The sound of music: caprichadíssima produção da Disney tem argumento valioso e sabe brincar com a irrealidade dos contos de fada, mas faltam o ritmo e a magia da melodia

Depois do sucesso avassalador de “Chicago” (idem, Miramax, 2002) – seis Oscars, inclusive o de melhor filme, e responsável por catapultar o gênero musical novamente nas telas –, coube a Rob Marshall a difícil tarefa de adaptar para o cinema “Caminhos da floresta” (Into the Woods, Walt Disney Pictures, 2014), a peça de James Lapine com música de Stephen Sondheim que procura adicionar forte dose de realidade a personagens de contos de fada conhecidos como Chapeuzinho Vermelho (Lilla Crawford), João (Daniel Huttlestone) – o do pé de feijão –, Cinderella (Anna Kendrick), Rapunzel (Mackenzie Mauzy) e os príncipes destas duas (Chris Pine e Billy Magnussen, respectivamente). Missão quase impossível, ainda mais considerando que quem está por trás do projeto é a Disney, a quintessência da fantasia dos fairy tales no imaginário geral. Tentar desvendar o que aconteceria de verdade após o clássico final feliz é quase dar um tiro no pé para um conglomerado que fatura em diversas áreas do entretenimento justamente por estimular a porção lúdica que existe nos pobres mortais, sintetizados neste argumento nas figuras centrais de um padeiro e sua mulher que querem desesperadamente ter um filho, bem interpretados por James Corden e Emily Blunt.

"Caminhos da floresta": para um argumento que procura imprimir pitada de realidade na fantasia dos contos de fada, nada como uma boa dose de... Fantasia! (Foto: Divulgação)
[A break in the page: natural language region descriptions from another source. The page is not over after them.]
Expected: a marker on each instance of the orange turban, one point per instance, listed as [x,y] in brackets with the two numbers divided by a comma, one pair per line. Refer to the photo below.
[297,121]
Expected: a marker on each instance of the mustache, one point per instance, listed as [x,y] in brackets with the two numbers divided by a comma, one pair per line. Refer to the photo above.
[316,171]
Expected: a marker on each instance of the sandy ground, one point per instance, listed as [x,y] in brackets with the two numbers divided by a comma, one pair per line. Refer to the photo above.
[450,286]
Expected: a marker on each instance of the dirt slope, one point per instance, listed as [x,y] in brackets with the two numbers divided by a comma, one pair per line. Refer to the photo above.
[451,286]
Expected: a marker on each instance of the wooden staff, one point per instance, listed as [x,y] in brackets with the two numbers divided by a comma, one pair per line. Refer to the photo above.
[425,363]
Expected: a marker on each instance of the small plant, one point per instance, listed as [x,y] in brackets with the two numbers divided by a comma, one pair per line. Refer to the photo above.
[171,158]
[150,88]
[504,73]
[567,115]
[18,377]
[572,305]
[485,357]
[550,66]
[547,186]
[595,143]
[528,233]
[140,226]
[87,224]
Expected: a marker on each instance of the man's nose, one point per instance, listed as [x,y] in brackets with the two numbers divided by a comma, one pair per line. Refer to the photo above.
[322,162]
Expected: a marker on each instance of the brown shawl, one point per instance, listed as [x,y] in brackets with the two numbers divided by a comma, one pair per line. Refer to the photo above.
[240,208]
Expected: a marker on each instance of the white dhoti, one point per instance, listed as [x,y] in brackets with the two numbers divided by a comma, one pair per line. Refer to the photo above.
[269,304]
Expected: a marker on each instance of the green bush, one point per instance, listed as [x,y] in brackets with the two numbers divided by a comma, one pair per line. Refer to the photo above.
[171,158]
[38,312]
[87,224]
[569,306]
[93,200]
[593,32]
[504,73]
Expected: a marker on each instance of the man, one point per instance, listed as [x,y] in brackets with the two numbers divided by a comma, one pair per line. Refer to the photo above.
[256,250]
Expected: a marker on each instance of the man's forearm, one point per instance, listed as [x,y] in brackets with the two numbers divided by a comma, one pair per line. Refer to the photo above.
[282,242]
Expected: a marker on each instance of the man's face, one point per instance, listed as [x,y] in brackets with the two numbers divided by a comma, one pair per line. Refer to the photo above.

“Caminhos da floresta”: para um argumento que procura imprimir pitada de realidade nos contos de fada, nada como uma boa dose de… Fantasia! (Foto: Divulgação)

Apesar do visual deslumbrante que confere a dose de espetáculo à produção – com figurino, caracterização, efeitos especiais e cenografia que nada devem ao maravilhoso mundo da Disney – a história é sombria o suficiente para se afastar do padrão Walt de fantasia e a música de Sondheim – cerebral, excessivamente operística e pouco melódica – não contribui para o devido envolvimento da plateia com o filme. O longa é bem feito, o argumento é ótimo, o diretor tem boa mão, a realização é caprichadíssima e, bem… No meio daquilo tudo tem Meryl Streep no papel de um amálgama de todas as bruxas, roubando cena, fazendo valer o ingresso, carregando a produção nas costas e provando que continua sendo possível fazer outra megera de verdade mesmo depois do estigma de Miranda Pristley. Afinal, ela é Meryl Streep, ué!

Bruxa da telona: na ausência de uma música contudente e no excesso de teor operístico, Streep é quem segura o longa e vale o ingresso (Foto: Divulgação)

Bruxa da telona: na ausência de uma música contudente e no excesso de teor operístico, Streep é quem segura o longa e vale cada centavo do ingresso (Foto: Divulgação)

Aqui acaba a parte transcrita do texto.